Bien que réparti sur l’ensemble de la zone côtière, cette espèce, à certaines époques, est presque complètement absente de secteurs étendus se concentrant alors en des zones plus ou moins éloignées pendant des semaines, voir des mois. C’est ainsi que le secteur central de Safi-Essaouira et le secteur méridional d’Agadir à Ifni, sont parfois surpeuplés tandis qu’ailleurs les bancs sont rares. Les captures sont très variables d’année en année (Voir graphique). Quant à leurs valeurs, elles sont dictées davantage par l’abondance ou la rareté à l’échelle mondiale que par la demande des unités de mise en valeur marocaines. Dès lors le secteur est fort dépendant des prises et de ses propres incuries industrielles et humaines. On distingue deux catégories de produits avec des conditionnements adaptés : des marinades (produits finis ou intermédiaires), à priori en croissance, et des salés (produit finis ou intermédiaires). Dans ce secteur, la qualité des intrants est primordiale pour répondre aux exigences des clients. Si le sel est localement abondant,l’huile et le vinaigre sont souvent importés de même que les emballages.
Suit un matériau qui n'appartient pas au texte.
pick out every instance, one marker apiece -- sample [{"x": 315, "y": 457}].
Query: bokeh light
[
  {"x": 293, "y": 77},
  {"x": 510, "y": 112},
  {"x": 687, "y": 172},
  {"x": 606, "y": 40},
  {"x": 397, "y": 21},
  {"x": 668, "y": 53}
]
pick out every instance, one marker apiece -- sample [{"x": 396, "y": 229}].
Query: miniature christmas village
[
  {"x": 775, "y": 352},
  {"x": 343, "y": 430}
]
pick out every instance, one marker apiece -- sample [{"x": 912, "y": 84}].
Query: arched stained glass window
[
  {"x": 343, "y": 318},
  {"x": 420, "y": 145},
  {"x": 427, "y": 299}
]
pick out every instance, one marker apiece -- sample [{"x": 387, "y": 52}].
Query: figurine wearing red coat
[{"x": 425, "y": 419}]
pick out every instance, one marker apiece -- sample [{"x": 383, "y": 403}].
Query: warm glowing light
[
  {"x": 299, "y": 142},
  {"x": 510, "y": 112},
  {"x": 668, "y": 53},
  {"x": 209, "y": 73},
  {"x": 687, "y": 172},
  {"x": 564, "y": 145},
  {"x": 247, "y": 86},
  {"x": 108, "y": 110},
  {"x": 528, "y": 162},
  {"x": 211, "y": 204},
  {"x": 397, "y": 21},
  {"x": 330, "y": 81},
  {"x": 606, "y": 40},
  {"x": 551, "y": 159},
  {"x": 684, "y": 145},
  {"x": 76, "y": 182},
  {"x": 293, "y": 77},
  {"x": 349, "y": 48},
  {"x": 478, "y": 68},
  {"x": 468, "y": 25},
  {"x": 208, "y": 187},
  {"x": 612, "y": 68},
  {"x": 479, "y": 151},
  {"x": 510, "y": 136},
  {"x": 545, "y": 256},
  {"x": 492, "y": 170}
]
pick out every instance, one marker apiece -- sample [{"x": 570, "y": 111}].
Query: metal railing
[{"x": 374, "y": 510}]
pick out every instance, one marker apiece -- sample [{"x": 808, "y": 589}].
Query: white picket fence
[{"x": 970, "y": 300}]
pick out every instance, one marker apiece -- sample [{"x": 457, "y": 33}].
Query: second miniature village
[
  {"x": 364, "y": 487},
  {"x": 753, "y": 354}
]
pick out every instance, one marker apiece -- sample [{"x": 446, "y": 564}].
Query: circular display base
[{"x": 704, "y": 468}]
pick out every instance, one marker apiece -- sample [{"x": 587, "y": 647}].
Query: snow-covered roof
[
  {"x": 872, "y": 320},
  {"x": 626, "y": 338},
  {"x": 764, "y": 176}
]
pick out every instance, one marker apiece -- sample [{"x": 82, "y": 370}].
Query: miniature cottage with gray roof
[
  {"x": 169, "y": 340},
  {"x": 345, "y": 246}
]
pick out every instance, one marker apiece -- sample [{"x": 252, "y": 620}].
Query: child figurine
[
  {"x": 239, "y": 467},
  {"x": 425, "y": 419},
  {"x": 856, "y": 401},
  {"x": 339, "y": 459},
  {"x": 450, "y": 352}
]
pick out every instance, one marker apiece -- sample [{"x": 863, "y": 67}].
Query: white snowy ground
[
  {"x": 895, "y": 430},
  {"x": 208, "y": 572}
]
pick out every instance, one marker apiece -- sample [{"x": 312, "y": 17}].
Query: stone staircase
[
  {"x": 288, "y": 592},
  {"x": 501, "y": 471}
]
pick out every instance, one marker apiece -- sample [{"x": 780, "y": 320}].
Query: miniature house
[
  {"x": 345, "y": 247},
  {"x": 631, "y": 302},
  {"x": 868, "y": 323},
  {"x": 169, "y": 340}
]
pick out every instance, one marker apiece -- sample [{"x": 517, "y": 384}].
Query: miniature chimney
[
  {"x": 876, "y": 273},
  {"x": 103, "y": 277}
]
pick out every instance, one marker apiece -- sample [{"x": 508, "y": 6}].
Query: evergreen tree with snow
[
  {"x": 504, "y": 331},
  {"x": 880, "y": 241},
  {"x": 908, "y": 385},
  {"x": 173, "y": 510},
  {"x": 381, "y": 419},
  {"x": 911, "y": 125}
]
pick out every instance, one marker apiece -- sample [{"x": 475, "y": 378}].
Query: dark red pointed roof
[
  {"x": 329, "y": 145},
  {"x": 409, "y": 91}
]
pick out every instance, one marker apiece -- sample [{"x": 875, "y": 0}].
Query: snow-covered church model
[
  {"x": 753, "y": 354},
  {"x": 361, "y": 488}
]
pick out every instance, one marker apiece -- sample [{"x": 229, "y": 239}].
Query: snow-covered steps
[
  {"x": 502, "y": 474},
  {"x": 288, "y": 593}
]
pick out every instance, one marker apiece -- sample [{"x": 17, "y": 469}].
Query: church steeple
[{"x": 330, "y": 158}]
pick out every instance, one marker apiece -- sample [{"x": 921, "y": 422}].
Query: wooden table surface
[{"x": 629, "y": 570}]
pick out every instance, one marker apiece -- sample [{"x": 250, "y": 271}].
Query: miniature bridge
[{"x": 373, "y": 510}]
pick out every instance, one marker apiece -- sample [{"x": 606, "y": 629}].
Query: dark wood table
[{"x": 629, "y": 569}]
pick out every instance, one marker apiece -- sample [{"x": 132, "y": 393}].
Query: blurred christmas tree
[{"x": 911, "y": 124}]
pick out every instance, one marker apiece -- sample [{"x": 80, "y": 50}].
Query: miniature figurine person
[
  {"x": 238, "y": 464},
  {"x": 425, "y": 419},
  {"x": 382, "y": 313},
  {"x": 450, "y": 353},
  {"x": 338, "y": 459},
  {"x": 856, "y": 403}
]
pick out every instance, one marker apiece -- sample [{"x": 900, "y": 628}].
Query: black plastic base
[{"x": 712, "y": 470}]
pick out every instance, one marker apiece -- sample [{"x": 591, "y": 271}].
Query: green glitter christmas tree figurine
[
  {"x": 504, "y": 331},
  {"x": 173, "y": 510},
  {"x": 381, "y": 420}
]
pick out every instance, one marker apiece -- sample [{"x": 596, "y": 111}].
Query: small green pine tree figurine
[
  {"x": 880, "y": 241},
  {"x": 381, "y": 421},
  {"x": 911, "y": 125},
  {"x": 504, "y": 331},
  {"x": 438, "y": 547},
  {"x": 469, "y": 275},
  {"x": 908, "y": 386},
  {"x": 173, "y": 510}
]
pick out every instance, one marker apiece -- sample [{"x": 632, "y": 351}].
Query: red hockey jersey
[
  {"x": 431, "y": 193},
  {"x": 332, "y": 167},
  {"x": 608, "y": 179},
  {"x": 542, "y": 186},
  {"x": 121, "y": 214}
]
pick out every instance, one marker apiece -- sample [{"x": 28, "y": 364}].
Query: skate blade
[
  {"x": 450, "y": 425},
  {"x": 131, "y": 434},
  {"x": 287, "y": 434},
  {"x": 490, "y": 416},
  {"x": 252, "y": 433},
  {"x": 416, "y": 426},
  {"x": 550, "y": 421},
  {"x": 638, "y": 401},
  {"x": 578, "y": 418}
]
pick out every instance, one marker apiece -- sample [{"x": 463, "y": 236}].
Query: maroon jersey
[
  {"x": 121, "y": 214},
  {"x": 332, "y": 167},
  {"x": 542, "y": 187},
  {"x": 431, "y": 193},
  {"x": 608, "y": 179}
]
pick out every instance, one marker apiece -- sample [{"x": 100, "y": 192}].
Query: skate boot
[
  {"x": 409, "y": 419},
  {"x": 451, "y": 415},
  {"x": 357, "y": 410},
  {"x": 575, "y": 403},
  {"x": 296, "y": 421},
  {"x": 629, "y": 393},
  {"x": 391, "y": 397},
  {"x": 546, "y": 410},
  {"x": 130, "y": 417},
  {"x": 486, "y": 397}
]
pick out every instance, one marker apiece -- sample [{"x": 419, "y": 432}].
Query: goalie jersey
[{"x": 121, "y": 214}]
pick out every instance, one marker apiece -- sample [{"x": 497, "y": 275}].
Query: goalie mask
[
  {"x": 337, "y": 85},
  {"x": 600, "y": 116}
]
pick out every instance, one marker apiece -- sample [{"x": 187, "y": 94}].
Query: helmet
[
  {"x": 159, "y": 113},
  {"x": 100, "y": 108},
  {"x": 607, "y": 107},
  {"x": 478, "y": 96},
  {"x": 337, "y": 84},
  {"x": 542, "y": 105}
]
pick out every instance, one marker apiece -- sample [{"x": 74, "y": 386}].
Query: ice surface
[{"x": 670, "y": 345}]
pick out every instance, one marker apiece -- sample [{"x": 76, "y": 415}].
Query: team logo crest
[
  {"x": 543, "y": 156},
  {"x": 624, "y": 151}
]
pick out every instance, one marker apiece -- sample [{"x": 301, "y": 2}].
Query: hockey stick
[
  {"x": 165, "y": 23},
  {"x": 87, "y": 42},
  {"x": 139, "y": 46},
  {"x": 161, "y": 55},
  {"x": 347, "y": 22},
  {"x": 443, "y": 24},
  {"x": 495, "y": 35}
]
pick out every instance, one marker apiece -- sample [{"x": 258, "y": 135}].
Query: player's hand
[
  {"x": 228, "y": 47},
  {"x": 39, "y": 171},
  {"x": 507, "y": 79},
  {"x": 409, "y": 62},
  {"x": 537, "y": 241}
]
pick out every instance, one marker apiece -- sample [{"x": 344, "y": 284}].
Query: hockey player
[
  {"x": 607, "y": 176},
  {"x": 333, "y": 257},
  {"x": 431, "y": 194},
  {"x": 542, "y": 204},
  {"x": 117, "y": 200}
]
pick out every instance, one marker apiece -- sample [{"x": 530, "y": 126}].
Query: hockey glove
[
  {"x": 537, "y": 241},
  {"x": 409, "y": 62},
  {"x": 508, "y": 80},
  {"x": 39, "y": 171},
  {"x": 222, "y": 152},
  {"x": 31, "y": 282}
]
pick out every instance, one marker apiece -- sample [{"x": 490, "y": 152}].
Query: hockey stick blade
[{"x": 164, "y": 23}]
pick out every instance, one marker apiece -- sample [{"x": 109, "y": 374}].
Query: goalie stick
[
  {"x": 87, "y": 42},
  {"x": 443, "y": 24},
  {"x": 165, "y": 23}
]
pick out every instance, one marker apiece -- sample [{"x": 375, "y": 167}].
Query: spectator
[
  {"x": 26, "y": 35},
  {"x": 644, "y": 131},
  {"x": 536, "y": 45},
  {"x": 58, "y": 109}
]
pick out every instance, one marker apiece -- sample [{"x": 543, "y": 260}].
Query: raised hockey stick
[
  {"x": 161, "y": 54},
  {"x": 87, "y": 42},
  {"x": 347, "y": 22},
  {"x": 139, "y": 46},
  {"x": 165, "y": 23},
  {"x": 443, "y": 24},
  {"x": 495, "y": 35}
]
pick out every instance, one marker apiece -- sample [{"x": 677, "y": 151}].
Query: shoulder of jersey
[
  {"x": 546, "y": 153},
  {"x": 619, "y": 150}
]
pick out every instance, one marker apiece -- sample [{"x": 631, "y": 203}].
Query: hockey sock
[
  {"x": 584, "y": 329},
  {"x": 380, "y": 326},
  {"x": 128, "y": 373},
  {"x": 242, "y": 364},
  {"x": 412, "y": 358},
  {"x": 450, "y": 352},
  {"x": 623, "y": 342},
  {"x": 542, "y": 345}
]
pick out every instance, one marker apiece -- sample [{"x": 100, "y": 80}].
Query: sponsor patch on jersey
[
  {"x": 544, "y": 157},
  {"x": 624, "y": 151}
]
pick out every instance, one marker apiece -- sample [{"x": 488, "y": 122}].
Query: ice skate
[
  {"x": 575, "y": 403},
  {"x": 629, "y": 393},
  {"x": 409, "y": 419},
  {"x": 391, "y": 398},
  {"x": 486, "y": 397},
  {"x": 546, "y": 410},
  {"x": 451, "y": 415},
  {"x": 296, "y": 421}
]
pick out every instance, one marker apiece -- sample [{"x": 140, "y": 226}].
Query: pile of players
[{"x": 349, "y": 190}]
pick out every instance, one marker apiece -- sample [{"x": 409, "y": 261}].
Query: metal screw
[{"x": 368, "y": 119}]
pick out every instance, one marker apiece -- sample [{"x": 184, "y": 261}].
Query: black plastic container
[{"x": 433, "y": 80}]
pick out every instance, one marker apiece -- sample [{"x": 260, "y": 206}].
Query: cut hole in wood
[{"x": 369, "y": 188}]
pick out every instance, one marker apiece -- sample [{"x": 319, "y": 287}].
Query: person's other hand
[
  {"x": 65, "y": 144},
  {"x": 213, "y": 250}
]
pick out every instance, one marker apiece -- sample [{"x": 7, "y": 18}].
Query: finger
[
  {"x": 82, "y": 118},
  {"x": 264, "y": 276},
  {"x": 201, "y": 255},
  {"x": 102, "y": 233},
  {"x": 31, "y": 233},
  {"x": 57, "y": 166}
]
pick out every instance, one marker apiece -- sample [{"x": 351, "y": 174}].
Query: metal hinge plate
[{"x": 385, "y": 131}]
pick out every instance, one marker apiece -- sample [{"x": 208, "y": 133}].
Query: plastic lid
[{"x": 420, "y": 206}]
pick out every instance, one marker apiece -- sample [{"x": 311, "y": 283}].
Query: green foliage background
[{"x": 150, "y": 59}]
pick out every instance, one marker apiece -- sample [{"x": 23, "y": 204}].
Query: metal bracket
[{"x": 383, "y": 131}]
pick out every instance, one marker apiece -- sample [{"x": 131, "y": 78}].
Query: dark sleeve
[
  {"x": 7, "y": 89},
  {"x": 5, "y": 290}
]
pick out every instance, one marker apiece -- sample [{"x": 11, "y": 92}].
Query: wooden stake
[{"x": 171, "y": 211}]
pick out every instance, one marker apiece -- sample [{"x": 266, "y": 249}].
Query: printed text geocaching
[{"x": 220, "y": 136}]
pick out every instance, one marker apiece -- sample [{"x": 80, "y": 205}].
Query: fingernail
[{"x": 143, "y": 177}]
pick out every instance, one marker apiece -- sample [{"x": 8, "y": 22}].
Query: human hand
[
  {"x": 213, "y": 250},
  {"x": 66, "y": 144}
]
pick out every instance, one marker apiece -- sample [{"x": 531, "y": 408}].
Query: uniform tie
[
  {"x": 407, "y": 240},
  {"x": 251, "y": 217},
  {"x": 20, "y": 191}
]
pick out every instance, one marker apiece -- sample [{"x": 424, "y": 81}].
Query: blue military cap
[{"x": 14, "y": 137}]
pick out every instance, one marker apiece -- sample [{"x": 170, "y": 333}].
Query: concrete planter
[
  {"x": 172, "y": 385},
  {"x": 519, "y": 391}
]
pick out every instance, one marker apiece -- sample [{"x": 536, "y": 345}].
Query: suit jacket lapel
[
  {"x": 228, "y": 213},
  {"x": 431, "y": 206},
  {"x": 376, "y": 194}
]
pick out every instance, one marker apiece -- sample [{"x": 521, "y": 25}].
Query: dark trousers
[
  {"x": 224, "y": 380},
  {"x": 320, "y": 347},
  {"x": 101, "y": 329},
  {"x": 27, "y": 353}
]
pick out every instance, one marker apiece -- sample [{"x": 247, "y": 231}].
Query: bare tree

Parce que la production ne nécessite pas d’investissement conséquent dans les équipements, c’est la compétence de la main d’œuvre qui prime. A ce propos, les unités de production bénéficient de cet atout capital à un coût qui les rend compétitifs. La main d’œuvre féminine abondante, spécialisées dans le filetage de l’anchois ou de la sardine est d’une qualification remarquable. En dépit de ses avantages, le secteur souffre de plusieurs carences dont il est plus ou moins la cause. Certes, le problème de l’approvisionnement est un handicap majeur surtout que la ressource locale est saisonnière et parfois peu compatible avec la valorisation. De même, l’importation est rendue prohibitive en raison de droits de douane élevés. Cette branche d’activité qui est peu capitalistique continue à utiliser des méthodes de production assez artisanales. Si leur compétitivité repose pour l’essentiel sur la compétence et la modicité du coût de la main d’œuvre, il est urgent de moderniser l’outil de travail souvent reposant sur des machines anciennes voir vétustes. Hormis les leaders, les entreprises sont souvent en position de sous-traitance (parfois avec un client exclusif !! ) avec peu de maîtrise de leur gamme. Par conséquent les marques propres sont rares. Ces handicaps fragilisent une bonne partie de la filière. Dès lors, l’investissement dans l’innovation s’impose. Dans un monde de plus en plus concurrentiel, la recherche et le développement méconnus jusqu’alors chez bon nombre de chefs d’entreprise s’imposent désormais à eux . L’objectif est de développer des produits à forte valeur ajoutée, des produits sous emballage final et ne point se contenter d’être des sous-traitants en situation de dépendance totale.